By January Solowey had done enough research on revitalizing the seeds to get the project off the ground.
First she soaked the seeds in hot water to make them once again able to absorb liquids. Then she soaked them in a solution of nutrients followed by an enzymatic fertilizer made from seaweed.
"I assumed the food in the seed would be no good after all that time. How could it be?" she said.
Tu B'shevat, a Jewish holiday known as the New Year for Trees, fell this year on January 25. Solowey chose that day to plant the seeds in new potting soil, hook them up to a drip irrigation system, and leave them locked up.
She occasionally checked on the plants for a few months, and in March she noticed cracked soil in one of the potsa sure sign of sprouts.
"I couldn't believe it," she said. "I did everything to avoid contamination, so it had to be that seed. And by March 18 I could see it was a date shoot."
The first leaves were almost white with gray lines. They looked like corduroy but felt totally flat, Solowey said. She thought the plant would never survive.

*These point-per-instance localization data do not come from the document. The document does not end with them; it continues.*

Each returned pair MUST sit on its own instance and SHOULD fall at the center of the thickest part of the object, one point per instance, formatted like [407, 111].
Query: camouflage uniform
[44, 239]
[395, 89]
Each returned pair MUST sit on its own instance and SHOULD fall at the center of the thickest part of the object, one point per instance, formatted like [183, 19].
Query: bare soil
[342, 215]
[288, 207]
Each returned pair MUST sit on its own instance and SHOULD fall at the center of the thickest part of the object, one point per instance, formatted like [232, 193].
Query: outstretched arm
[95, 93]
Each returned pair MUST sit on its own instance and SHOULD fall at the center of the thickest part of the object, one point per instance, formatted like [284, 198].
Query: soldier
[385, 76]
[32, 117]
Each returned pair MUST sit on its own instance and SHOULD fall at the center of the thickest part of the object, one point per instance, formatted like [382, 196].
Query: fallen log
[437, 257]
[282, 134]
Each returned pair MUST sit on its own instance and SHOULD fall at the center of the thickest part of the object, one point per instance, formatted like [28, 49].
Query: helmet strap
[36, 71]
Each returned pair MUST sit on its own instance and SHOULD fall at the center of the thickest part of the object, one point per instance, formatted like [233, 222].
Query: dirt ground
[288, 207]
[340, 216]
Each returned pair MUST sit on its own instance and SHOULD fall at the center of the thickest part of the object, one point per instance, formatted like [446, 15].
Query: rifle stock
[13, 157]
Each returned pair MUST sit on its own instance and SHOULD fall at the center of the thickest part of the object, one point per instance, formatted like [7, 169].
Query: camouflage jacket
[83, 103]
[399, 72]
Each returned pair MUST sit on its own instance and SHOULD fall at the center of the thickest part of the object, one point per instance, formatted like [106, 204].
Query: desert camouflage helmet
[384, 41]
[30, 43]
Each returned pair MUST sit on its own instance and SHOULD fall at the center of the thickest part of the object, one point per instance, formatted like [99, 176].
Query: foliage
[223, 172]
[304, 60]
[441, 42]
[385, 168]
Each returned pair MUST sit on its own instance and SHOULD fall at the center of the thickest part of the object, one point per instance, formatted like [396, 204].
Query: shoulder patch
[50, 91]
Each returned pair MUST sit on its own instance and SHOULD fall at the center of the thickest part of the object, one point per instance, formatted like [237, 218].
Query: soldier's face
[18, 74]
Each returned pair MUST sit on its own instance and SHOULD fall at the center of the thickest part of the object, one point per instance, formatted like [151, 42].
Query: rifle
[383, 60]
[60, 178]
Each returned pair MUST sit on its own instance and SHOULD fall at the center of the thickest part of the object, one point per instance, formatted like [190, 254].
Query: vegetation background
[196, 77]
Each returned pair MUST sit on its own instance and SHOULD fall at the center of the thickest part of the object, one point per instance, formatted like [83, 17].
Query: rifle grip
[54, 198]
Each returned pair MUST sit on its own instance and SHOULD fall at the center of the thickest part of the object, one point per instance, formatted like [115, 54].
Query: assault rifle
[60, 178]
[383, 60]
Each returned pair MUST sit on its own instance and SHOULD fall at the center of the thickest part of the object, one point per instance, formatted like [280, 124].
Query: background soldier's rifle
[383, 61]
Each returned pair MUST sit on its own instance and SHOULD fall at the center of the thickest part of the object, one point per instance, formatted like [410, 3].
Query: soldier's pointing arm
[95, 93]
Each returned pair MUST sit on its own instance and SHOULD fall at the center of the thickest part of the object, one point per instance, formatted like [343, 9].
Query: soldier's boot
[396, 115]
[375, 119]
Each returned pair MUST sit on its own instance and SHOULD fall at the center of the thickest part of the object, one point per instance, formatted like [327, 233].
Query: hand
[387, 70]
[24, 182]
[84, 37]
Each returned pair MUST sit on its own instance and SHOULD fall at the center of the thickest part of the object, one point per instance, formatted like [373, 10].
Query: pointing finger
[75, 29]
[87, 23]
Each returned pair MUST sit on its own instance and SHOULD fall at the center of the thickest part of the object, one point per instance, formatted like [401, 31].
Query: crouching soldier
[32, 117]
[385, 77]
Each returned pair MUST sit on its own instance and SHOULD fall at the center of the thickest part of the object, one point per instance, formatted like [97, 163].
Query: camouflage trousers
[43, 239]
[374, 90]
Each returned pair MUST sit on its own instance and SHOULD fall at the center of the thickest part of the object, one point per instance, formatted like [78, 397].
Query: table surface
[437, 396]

But by June healthier-looking leaves were growing on the young sapling.
As time progresses, she said, the leaves continue to look even healthier.
The researchers are now repeating the experiment with another batch of the ancient seeds to see if their success was a "one in a million" stroke of luck or if their technique can more readily bring ancient seeds to life, Sallon said.
Date palms are either male or female. The sex of the sapling is unknown, but the researchers are hoping for a female, which would bear fruit.
If a modern date with similar DNA is found, the researchers may be able to tell the sex of their sapling soon. Otherwise they'll have to wait about four years, when female dates usually begin to bear fruit.
In ancient times the Judean date palm was a staple source of food, shelter, and shade. References to it are made in the Bible, the Koran, and other ancient literature. Judean date palms were wiped out by about A.D. 500.
Today's date trees in Israel were imported during the 1950s and '60s from modern cultivated Iraqi, Moroccan, and Egyptian varieties, Sallon said.
Solowey, who also works for Arava Institute for Environmental Studies, said it already appears the ancient plant has some interesting differences from modern dates.
If Methuselah bears fruit, Sallon and her colleagues will study its medicinal properties in hopes of better understanding what made the Judean date so famous in antiquity.
If funds can be found, the researchers hope to apply any novel properties to modern medicines.
"Maybe there are genes there that have actually died out or become extinct [in modern dates], in which case [the sapling] has very exciting possibilities for date cultivation as well," Sallon said.